If the (potentially filtered) signal that enters the point-sampler is allowed to take the shape of both sinuses, we cannot from the samples decide which it actually was, and therefore we cannot faithfully recreate the waveform.
But that's where you lose me, I don't understand what you mean by that. The Blue line is what can be reconstructed if the higher frequency detail is not resolved (beyond Nyquist or low-pass filtered). The blue line could originate from any signal frequency, even real detail with that frequency.
So what is needed is more sub-pixel samples (effectively a higher sampling frequency, although with an area aperture sampling device, not point sampling). It's not the lower frequency alias that helps, but the denser sampling. As said, the aliasing, when identified as such (which may be hard because it looks like any other real detail), can
help in pin-pointing the amount of sub-pixel displacement of the samples. However, as the literature references show, the more successful SR approaches are spatial domain and sub-pixel sampling based approaches. PhotoAcute apparently uses a warping variation which reveals clues about the displacement of the sub-samples, and thus doesn't suffer from lens distortions as much as some other solutions. Such spatially variant solutions do require some extra processing power.
If we filter the signal, or can make assumptions about the signal such that one of those sinuses are allowed, but the other is not, then we could recreate the waveform from the samples. A given set of samples generally corresponds to an infinite set of possible waveforms, but pre-filtering reduce that set to (ideally) exactly one waveform.
Yes, but we cannot recreate the higher frequency signal from the lower frequency one, because it might well be the correct waveform (or an alias from a number of possible higher frequencies). Sub-pixel spatial displacement is a requirement to achieve Super Resolution, aliasing is not (unlike what the Wiki page suggests). In practice we will have a mix of both in our sub-images, because the AA-filters in our cameras are not perfect.
Yet another way to paraphrase: some frequencies wrapping over into other frequency bands does no harm if there are no other signals in that band to interfer with, and if we know which frequencies wrapped where.
But that's the problem. Human vision is pretty good at picking out aberrant information when it doesn't fit a pattern, but an automatic system has no clue about what to expect or not. All data is seen as relevant, even noise.

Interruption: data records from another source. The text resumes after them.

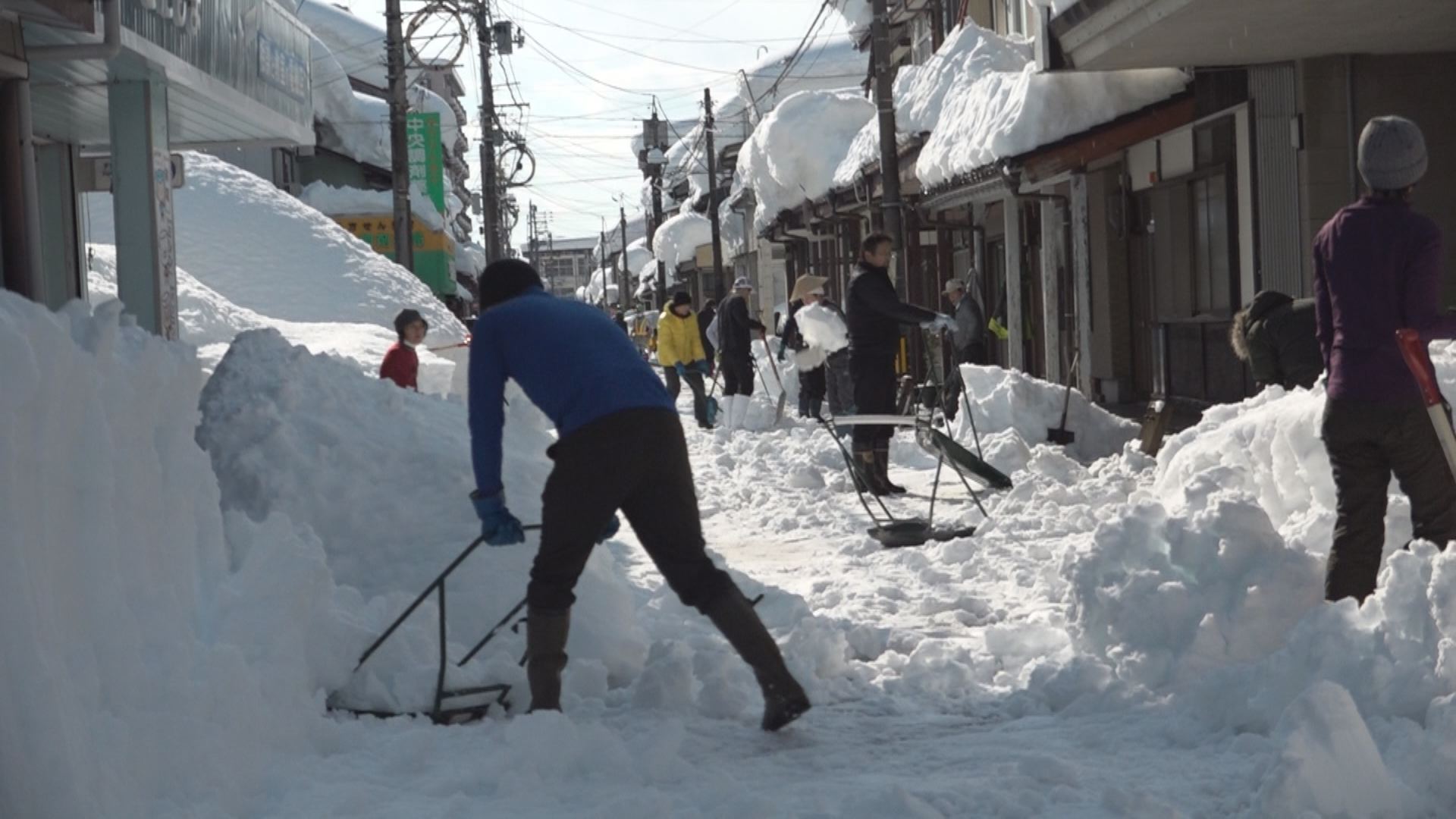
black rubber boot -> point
(546, 656)
(883, 471)
(867, 472)
(783, 698)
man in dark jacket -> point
(1378, 268)
(736, 328)
(620, 447)
(1276, 335)
(874, 315)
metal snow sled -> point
(450, 706)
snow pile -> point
(359, 202)
(983, 107)
(795, 150)
(210, 322)
(382, 477)
(270, 253)
(1009, 400)
(823, 328)
(150, 662)
(680, 237)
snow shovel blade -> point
(900, 534)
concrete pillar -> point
(1082, 279)
(19, 215)
(63, 267)
(1015, 344)
(142, 199)
(1052, 287)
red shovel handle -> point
(1420, 363)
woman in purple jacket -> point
(1378, 270)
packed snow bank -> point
(149, 664)
(1009, 400)
(210, 322)
(795, 150)
(680, 237)
(382, 477)
(270, 253)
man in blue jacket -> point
(1378, 268)
(620, 447)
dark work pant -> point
(695, 382)
(839, 385)
(737, 371)
(1367, 444)
(874, 376)
(811, 392)
(635, 461)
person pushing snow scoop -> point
(609, 409)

It seems to me that you don't get the theoretical point that I am making, and I think that our discussions would be more fruitful if we are able to agree on those.
Indeed, but I'm afraid I still do not get your point. My point is that aliases and real detail share the same output signal after being quantized. Only by sub-sampling (thus resolving higher spatial frequencies than the Nyquist frequency of a single image) can original detail be identified, and aliasing in the sub-images eliminated. My test above should illustrate that, only where the sub-sampling increased the Nyquist frequency (in the horizontal direction thus mostly benefitting vertical feature orientations) will the aliasing artifacts be reduced.
And this all has only partial impact on single shot lens tests with or without OLPF.